C, an advocate, submitted a complaint on behalf of the family of A. A was a resident of a care home and attended hospital with low potassium levels. A later sustained a leg fracture around the time of the first discharge and was re-admitted to hospital. A later died. C complained that the nursing and medical care provided by the board was unreasonable.

We took independent advice from a nurse, consultant orthopaedic surgeon and consultant geriatrician. We found that there were failings in the nursing and medical care provided and that the board failed to carry out a reasonable investigation into the concerns raised. We also found that A did not receive appropriate care and treatment after they sustained a leg fracture. Specifically, there was a lack of recorded consultant input, delays in having a second cast fitted and delays with A being discharged afterward.

In addition, the concerns raised regarding how the leg fracture occurred weren’t appropriately investigated across multiple agencies and it took a number of contacts by both C and the SPSO before a full response was provided.
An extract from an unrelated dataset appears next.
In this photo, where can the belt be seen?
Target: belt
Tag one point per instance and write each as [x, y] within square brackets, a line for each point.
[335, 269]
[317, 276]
Therefore, we upheld this complaint.

Recommendations

What we asked the organisation to do in this case:

  • Apologise to A’s family for the failings identified in relation to the investigation and treatment of A’s fracture and their discharge from hospital. The apology should meet the standards set out in the SPSO guidelines on apology available at www.spso.org.uk/information-leaflets.

What we said should change to put things right in future:

  • Consultant ward rounds, particularly at the weekend, should review all patients and should be documented.
  • Frail elderly patients with fractures should receive appropriate orthogeriatric support.
  • Patients should be discharged as soon as clinically appropriate following treatment.
  • When harm comes to a patient and there are multiple organisations involved as to where the injury may have occurred, a multi-agency review is carried out in a timeous manner.

In relation to complaints handling, we recommended:

  • Evidence that the learning from this complaint has been shared at an Acute Sector Clinical Governance Group.
  • Evidence that the learning from this complaint has been shared via the Acute Sector Clinical Risk Management Group.
  • Evidence that the learning from this complaint has been shared via the Board’s Clinical Governance structures.

We have asked the organisation to provide us with evidence that they have implemented the recommendations we have made on this case by the deadline we set.